I say, “Hey, it’s a tooth pick!  You can pick your teeth with them!  It’d kind of fun and I think it’s good for your gums,” and she looks down at her napkin for second like—can I do this?

But she doesn’t say anything—maybe she’s not thinking “Can I do this?” but she’s thinking “I have to go to the bathroom but this is kind of fun, talking at breakfast, so I’ll just hold it in a bit longer.”  She looks up and says, “Okay, honey, I’ll take one,” and I hand her one and she holds it between her thumb and finger like a baton major holding a tiny miniature baton in such a delicate way that I can see a lesson is in order.

“I’ll take one too,” my dad pipes up, realizing that we’re going to have some family moment and he doesn’t want to miss it.  I hand him one and he seems like he’s a little more ready—he has it in all of his fingers, next to his palm, with just his index finger up near the point.

“See, Mom, hold it like Dad, like you would hold chalk up to the chalkboard” and she smiles.  She was a teacher.  Mention chalk to her and she’s suddenly 55 years younger and in a second or two, if I don’t keep her engaged in the toothpick thing, I can see how she might tell the story about when they had a surprise assembly at her elementary school to tell the kids she was engaged and one teacher pretended to be Mom walking down the aisle.

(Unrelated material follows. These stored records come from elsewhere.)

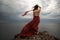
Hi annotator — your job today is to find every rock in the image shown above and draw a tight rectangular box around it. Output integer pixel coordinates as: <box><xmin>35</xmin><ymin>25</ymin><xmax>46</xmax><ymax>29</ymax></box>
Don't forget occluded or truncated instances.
<box><xmin>14</xmin><ymin>31</ymin><xmax>60</xmax><ymax>40</ymax></box>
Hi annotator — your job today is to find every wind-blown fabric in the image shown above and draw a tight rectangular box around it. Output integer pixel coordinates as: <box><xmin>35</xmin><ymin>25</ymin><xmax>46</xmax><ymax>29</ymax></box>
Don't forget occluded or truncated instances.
<box><xmin>19</xmin><ymin>16</ymin><xmax>40</xmax><ymax>37</ymax></box>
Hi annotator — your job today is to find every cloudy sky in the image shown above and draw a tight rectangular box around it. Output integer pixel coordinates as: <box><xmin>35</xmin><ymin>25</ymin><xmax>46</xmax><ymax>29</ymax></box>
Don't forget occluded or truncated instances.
<box><xmin>0</xmin><ymin>0</ymin><xmax>60</xmax><ymax>22</ymax></box>
<box><xmin>0</xmin><ymin>0</ymin><xmax>60</xmax><ymax>40</ymax></box>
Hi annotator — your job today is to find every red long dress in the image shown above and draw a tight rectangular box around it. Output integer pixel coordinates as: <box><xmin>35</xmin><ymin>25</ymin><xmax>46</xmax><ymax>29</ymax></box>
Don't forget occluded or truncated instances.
<box><xmin>20</xmin><ymin>16</ymin><xmax>40</xmax><ymax>37</ymax></box>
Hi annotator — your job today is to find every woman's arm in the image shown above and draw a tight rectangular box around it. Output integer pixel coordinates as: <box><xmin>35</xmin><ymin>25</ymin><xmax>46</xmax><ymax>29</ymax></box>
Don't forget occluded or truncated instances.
<box><xmin>22</xmin><ymin>10</ymin><xmax>33</xmax><ymax>16</ymax></box>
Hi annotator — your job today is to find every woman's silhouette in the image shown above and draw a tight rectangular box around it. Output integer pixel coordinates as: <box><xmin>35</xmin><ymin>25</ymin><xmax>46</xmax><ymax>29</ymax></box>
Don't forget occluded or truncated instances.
<box><xmin>19</xmin><ymin>5</ymin><xmax>41</xmax><ymax>37</ymax></box>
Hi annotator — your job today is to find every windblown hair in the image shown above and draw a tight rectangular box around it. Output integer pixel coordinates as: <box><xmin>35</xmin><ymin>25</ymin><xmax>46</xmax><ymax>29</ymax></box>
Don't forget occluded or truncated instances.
<box><xmin>33</xmin><ymin>5</ymin><xmax>39</xmax><ymax>11</ymax></box>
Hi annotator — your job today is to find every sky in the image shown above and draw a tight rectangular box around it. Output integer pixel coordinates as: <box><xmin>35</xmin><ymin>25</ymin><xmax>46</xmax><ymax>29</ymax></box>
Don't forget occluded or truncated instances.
<box><xmin>0</xmin><ymin>0</ymin><xmax>60</xmax><ymax>40</ymax></box>
<box><xmin>0</xmin><ymin>0</ymin><xmax>60</xmax><ymax>22</ymax></box>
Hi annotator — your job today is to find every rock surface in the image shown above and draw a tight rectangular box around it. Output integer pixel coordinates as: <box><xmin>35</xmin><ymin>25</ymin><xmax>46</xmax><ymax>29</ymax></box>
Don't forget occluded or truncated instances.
<box><xmin>14</xmin><ymin>31</ymin><xmax>60</xmax><ymax>40</ymax></box>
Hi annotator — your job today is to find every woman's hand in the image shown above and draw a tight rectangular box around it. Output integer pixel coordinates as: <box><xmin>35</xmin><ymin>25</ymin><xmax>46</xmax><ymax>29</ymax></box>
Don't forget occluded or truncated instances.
<box><xmin>22</xmin><ymin>11</ymin><xmax>28</xmax><ymax>16</ymax></box>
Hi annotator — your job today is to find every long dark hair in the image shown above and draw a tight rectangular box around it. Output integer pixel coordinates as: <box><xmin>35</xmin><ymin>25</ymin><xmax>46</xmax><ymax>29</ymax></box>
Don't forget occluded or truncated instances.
<box><xmin>33</xmin><ymin>5</ymin><xmax>39</xmax><ymax>11</ymax></box>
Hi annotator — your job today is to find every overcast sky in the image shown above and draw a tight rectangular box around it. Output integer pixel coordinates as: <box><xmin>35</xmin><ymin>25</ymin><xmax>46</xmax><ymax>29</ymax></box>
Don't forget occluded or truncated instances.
<box><xmin>0</xmin><ymin>0</ymin><xmax>60</xmax><ymax>22</ymax></box>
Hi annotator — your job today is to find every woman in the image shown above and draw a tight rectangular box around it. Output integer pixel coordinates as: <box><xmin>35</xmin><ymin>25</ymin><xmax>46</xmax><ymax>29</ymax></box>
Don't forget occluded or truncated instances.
<box><xmin>19</xmin><ymin>5</ymin><xmax>41</xmax><ymax>37</ymax></box>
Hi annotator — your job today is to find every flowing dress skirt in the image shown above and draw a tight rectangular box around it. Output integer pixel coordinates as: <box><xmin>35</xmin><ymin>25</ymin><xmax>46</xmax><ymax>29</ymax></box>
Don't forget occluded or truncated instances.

“Look how Dad’s doing it, Mom.  That’s good.”  And look—I demonstrate here—“You can kind of hold the toothpick in your palm so people don’t see exactly what’s going on—kind of public and kind of private all at once—like breastfeeding under a shawl.

And there we are, me and my parents in their 80’s in their Florida kitchen with the bright fluorescent lights and the gentle flowered wallpaper, picking raisin bran out of our teeth like we are playing some new tune and we’re a little chamber orchestra.

Published Sept 21, 2020, the three year anniversary of my mother’s passing. A mother’s never-ending love is a beautiful memory. May her memory be for a blessing.